Oops—there had to be an odd number of passages available, for at least one led to the red door on the other side of the maze. If two led there, then there would be an even number—with two passages as yet untried. But that was unusual; spectators liked to have the two contestants meet somewhere in the center, and start frantically following each other’s trails, and the Game Computer usually obliged with such a design. He must have missed a passage in his hurry. First mistake, and he hoped it would not prove to be too expensive.

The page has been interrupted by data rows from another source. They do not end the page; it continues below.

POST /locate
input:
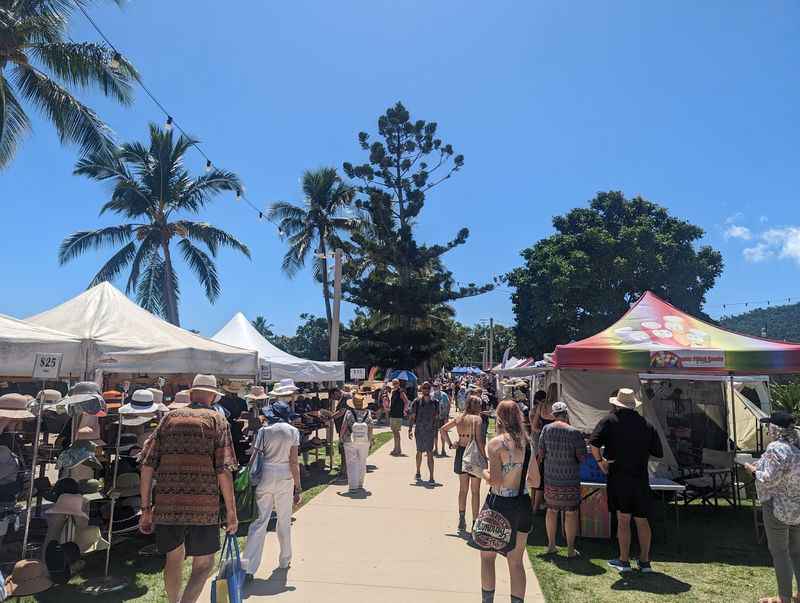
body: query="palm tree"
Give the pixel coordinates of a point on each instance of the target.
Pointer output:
(316, 226)
(40, 64)
(151, 187)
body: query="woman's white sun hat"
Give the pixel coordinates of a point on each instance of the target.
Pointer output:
(284, 387)
(141, 403)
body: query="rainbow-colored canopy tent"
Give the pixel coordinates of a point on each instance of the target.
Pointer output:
(655, 336)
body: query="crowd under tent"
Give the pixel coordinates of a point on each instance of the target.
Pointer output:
(275, 363)
(21, 341)
(689, 375)
(122, 337)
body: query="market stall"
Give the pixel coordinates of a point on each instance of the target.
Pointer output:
(275, 363)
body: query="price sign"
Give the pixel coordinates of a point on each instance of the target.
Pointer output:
(47, 366)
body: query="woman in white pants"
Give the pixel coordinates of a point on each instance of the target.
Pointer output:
(356, 435)
(279, 486)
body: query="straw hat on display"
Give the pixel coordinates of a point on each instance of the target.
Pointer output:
(206, 383)
(625, 398)
(28, 578)
(256, 393)
(68, 504)
(14, 406)
(284, 388)
(141, 403)
(89, 429)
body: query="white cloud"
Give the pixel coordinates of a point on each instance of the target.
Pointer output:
(738, 232)
(783, 243)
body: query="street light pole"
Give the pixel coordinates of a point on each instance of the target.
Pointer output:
(337, 302)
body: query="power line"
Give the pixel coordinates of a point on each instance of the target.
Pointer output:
(171, 122)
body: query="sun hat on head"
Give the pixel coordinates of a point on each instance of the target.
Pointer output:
(284, 387)
(206, 383)
(256, 393)
(29, 577)
(625, 398)
(279, 412)
(141, 402)
(15, 406)
(68, 504)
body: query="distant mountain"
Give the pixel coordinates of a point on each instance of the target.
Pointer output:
(780, 322)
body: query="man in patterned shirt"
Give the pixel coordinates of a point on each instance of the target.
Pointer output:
(192, 458)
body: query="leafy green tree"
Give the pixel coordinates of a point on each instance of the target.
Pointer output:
(401, 283)
(40, 65)
(152, 189)
(316, 227)
(601, 258)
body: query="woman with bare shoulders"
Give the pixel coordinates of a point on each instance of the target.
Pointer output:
(510, 474)
(468, 426)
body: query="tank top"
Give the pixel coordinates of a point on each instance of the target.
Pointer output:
(397, 407)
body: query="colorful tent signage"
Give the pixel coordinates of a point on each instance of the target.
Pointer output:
(654, 335)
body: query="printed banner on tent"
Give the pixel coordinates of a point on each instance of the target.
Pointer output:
(690, 358)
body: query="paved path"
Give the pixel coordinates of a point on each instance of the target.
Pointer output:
(396, 545)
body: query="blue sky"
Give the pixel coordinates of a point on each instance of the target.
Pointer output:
(692, 105)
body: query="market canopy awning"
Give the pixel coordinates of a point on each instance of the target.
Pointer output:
(20, 341)
(122, 337)
(277, 364)
(655, 336)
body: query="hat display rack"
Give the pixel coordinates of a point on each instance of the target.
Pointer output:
(108, 583)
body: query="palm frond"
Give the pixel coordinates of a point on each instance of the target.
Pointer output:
(118, 262)
(80, 242)
(211, 236)
(89, 65)
(74, 122)
(14, 123)
(203, 267)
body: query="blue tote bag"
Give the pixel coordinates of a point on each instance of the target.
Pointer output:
(227, 586)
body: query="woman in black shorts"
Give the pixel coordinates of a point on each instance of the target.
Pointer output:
(468, 426)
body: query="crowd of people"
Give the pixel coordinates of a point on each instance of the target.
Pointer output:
(532, 461)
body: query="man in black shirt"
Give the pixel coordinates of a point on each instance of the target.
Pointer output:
(629, 440)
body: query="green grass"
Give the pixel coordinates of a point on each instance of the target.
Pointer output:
(713, 557)
(145, 573)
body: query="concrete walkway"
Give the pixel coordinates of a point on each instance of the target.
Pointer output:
(397, 544)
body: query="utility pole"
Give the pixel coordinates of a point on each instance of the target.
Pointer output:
(337, 302)
(491, 343)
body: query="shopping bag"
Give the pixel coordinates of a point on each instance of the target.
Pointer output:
(244, 493)
(227, 586)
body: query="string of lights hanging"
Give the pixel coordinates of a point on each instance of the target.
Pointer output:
(170, 122)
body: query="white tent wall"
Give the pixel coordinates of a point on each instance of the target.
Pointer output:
(20, 341)
(122, 337)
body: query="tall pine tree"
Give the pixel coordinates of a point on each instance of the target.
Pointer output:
(402, 283)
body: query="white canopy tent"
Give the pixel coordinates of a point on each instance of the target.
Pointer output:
(122, 337)
(275, 363)
(21, 341)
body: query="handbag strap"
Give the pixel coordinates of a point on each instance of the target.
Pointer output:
(524, 475)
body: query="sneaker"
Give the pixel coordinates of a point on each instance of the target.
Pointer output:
(621, 566)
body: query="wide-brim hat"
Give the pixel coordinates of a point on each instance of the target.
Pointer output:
(141, 402)
(625, 398)
(284, 387)
(15, 406)
(279, 412)
(89, 539)
(29, 577)
(206, 383)
(68, 504)
(256, 393)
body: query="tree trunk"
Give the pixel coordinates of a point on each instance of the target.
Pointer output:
(326, 293)
(169, 292)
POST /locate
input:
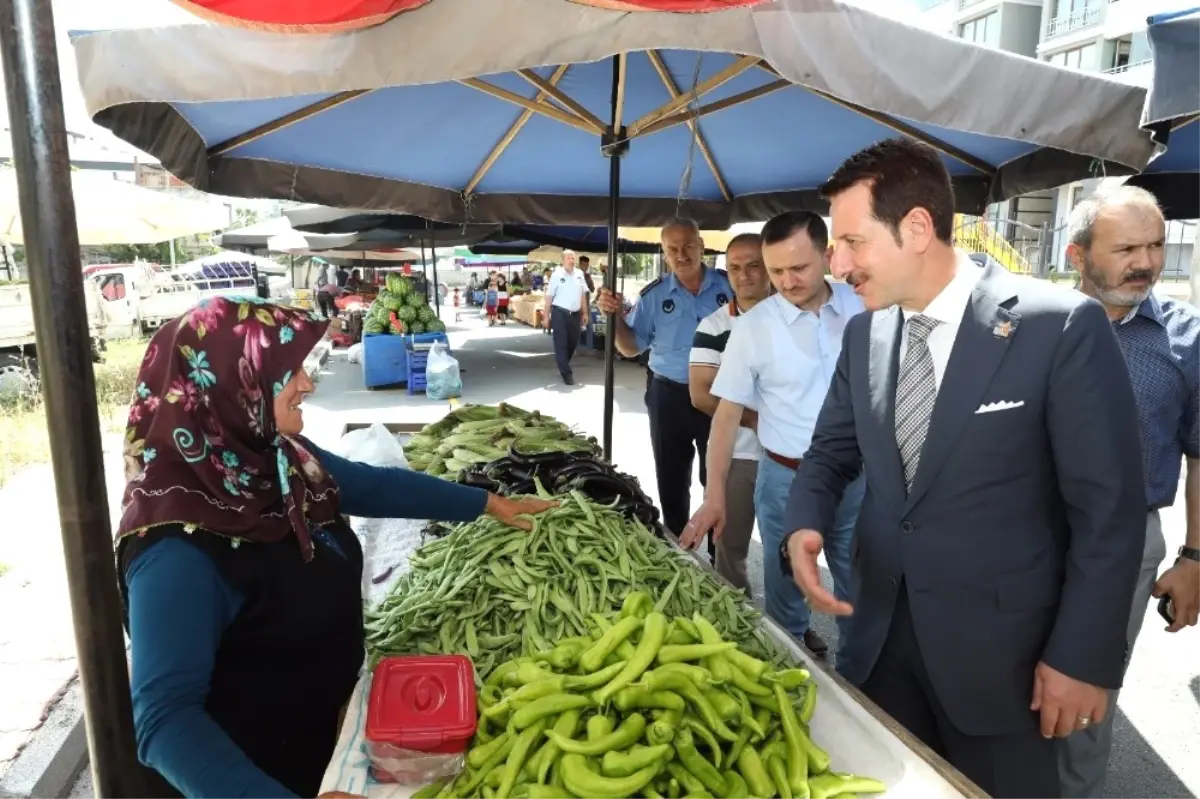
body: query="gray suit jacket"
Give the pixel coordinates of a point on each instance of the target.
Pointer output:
(1021, 538)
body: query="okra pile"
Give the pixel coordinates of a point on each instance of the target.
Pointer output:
(495, 593)
(648, 706)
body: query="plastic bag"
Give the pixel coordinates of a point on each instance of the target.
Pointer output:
(373, 445)
(442, 379)
(391, 763)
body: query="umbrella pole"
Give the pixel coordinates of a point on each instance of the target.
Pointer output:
(613, 145)
(64, 348)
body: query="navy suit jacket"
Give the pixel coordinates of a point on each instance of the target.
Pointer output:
(1023, 535)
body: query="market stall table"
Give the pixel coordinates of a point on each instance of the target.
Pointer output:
(858, 737)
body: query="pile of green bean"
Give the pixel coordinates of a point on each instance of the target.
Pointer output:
(647, 706)
(495, 593)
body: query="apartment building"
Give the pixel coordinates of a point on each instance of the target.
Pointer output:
(1105, 36)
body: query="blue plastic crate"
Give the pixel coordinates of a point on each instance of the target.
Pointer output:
(385, 356)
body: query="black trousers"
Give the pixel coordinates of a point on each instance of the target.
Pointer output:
(678, 433)
(1019, 766)
(565, 329)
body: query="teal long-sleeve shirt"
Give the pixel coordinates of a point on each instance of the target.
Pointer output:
(180, 606)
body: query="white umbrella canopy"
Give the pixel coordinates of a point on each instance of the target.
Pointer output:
(112, 211)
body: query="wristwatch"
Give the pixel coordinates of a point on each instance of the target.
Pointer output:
(785, 558)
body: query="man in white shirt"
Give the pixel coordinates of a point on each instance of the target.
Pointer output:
(779, 361)
(567, 299)
(748, 276)
(1001, 538)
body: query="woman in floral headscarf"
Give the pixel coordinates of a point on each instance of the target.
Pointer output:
(240, 575)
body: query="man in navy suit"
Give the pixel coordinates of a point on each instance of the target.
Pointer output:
(999, 544)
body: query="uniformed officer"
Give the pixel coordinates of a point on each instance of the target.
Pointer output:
(664, 320)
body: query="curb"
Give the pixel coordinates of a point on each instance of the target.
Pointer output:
(51, 763)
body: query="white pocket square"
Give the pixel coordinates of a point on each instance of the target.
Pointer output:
(993, 407)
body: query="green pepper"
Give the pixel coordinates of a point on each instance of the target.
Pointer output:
(582, 781)
(708, 635)
(547, 792)
(624, 763)
(693, 652)
(599, 726)
(654, 631)
(798, 763)
(685, 779)
(790, 678)
(595, 679)
(547, 706)
(755, 773)
(624, 737)
(658, 680)
(527, 692)
(480, 755)
(695, 762)
(700, 731)
(549, 754)
(637, 697)
(809, 704)
(826, 786)
(637, 604)
(593, 659)
(739, 680)
(726, 706)
(660, 732)
(521, 749)
(775, 760)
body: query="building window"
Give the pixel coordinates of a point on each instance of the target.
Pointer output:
(982, 30)
(1079, 58)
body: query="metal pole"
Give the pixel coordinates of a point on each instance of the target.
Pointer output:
(433, 257)
(64, 353)
(613, 146)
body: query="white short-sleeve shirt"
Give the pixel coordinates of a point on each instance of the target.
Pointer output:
(707, 348)
(780, 360)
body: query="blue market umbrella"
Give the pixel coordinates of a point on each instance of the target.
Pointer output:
(1173, 108)
(538, 112)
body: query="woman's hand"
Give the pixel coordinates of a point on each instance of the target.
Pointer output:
(510, 511)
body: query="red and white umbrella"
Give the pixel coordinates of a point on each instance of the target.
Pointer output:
(328, 16)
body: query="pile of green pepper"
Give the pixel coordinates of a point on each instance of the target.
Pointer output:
(493, 593)
(645, 706)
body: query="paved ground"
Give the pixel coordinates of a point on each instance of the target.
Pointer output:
(1159, 712)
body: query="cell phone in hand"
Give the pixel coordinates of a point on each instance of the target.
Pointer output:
(1167, 608)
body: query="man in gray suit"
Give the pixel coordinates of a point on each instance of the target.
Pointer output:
(1000, 538)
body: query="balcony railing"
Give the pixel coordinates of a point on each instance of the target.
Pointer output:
(1084, 18)
(1126, 67)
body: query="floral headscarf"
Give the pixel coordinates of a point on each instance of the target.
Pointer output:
(202, 449)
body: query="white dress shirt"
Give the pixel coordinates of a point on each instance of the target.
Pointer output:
(567, 289)
(780, 360)
(948, 308)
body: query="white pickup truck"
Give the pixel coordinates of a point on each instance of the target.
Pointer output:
(18, 353)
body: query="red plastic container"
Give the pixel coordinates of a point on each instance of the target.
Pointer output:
(423, 703)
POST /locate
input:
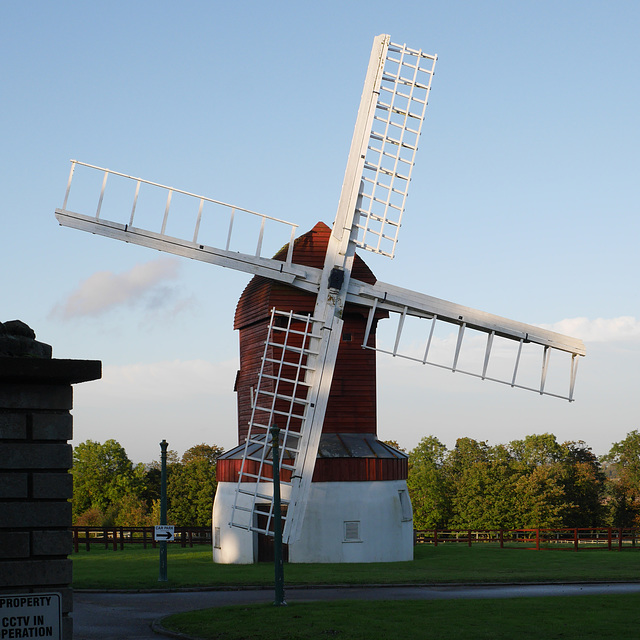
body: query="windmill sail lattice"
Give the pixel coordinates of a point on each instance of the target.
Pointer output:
(281, 397)
(300, 351)
(403, 93)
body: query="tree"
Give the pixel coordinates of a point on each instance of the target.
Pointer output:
(624, 489)
(190, 491)
(191, 486)
(584, 487)
(483, 480)
(427, 484)
(210, 453)
(102, 476)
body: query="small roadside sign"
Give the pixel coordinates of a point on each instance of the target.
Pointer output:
(163, 533)
(30, 615)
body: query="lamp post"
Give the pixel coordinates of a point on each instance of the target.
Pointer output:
(277, 519)
(163, 509)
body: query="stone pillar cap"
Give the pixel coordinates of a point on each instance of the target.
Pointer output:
(18, 340)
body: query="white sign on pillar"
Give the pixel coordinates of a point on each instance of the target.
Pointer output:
(33, 615)
(163, 533)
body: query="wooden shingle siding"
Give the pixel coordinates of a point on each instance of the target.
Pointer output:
(328, 470)
(352, 398)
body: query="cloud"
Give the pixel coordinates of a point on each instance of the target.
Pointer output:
(177, 380)
(623, 328)
(143, 284)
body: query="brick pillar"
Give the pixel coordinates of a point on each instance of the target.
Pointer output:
(36, 397)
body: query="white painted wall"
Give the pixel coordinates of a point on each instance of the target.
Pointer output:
(385, 525)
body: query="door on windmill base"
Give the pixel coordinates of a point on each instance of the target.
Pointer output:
(266, 551)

He checked the passage back to the blue door. Nothing there. Then he took off on the right-hand passage he had used to complete the loop. Sure enough, it divided; he had overlooked the other passage because it angled back the way he had come. He should have checked behind him as well as ahead; an elementary precaution. He was not playing well.

However, this was not necessarily time wasted. Hella would be working her way through from the other side, trying to intersect his blue trail that would lead her to the blue door. If he had a single path there, she would have no trouble. As it was, he had turned all paths blue, so she would have no hint; she might get lost, just as he had. Sometimes, in these mazes, one person got nine-tenths of the way through, while the other floundered—and then the flounderer followed the other trail to victory while the nine-tenths person floundered. One could never tell. He moved on down the new passage. It, too, divided; he moved left and followed new convolutions. This one did not seem to be dead-ending or intersecting itself; good. Now he needed to intersect Hella’s trail before she intersected his.

Stile paused, listening. Yes—he heard her walking in the adjacent passage. That did not necessarily mean she was close; that passage could be a dead-end without connection to this one. Nevertheless, if he knew her location while she did not know his, that could be an advantage. He might sneak in and find her trail while she was still exploring a false lead, and hurry on to victory.